I've read some articles about parallel programming with C# in a Spanish magazine "Solo Programadores", but they are in Spanish :-)
I am from Spain. However, I found a very interesting article in Packt Publishing's website:
http://www.packtpub.com/article/simplifying-parallelism-complexity-c-sharp
The author is an Spanish well known writer. It seems he is begining working in english as well.

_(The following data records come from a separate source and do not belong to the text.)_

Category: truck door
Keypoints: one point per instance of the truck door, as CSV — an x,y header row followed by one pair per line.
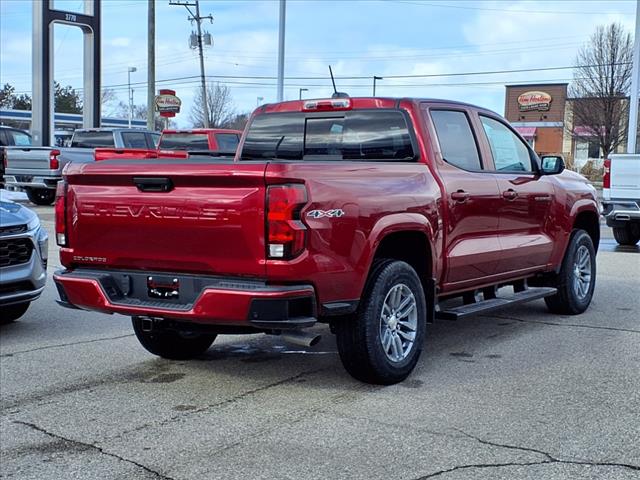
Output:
x,y
470,202
526,228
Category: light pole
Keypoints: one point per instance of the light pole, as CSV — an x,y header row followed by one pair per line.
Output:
x,y
374,83
130,70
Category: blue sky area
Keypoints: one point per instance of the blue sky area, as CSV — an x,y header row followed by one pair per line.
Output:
x,y
358,38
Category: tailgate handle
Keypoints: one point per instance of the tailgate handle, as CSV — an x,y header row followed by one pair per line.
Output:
x,y
153,184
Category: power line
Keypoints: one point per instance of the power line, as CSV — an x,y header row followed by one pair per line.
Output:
x,y
490,9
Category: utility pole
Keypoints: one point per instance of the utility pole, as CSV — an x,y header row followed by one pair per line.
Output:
x,y
130,70
283,12
198,19
374,83
151,63
632,134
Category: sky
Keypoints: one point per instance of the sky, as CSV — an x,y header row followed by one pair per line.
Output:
x,y
359,38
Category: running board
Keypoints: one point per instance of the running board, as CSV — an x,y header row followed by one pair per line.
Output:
x,y
527,295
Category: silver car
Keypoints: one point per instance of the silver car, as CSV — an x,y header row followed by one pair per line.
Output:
x,y
24,245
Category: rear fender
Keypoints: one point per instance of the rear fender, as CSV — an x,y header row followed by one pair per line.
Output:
x,y
393,223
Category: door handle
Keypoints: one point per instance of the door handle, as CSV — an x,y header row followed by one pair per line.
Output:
x,y
460,196
153,184
510,194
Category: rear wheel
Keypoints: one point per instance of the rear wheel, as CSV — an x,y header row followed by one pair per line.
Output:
x,y
10,313
577,278
172,344
381,344
41,196
627,235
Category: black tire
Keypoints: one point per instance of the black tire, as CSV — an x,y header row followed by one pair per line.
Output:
x,y
41,196
10,313
359,338
568,300
172,344
627,235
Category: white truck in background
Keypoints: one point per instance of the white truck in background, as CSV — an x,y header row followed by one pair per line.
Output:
x,y
37,170
621,197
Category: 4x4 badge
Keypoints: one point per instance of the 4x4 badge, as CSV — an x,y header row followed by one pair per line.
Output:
x,y
335,213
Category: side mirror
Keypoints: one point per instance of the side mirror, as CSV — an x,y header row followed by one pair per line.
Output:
x,y
552,165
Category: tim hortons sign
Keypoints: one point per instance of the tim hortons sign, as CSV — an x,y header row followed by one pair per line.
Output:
x,y
167,104
535,100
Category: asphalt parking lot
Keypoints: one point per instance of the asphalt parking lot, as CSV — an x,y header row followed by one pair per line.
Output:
x,y
519,394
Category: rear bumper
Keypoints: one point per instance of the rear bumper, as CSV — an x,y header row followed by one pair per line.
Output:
x,y
618,212
202,299
32,181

The article is a chapter of his "C# 2008 and 2005 Threaded Programming" book. Sounds very interesting.
I am currently reading Joe Duffy's "Concurrent Programming on Windows". Highly recommended.
To completement it, I bought "C# 2008 and 2005 Threaded Programming", some reviewers said it had funny examples.
I love exploiting multicore CPUs, it is incredible to see tasks finishing in less time using many cores.
Rednael,
Great post! Your article is an amazing piece of work! Highly recommended. I'll be working with your framework to make some tests.
Omar,
The article you are recommending is also very useful. I am also reading Joe Duffy's book
I found information about Hillar's book in www.multicoreinfo.com. It seems that he is a very important author in Spanish speaking world. I just know one word in Spanish: "Hola" means "Hello". :-)
I've read the book table of contents and it seems a good work. Worth reading it too.
I think we must read hard to understando multicore programming. Books are great resources and posts like Rednael's, too.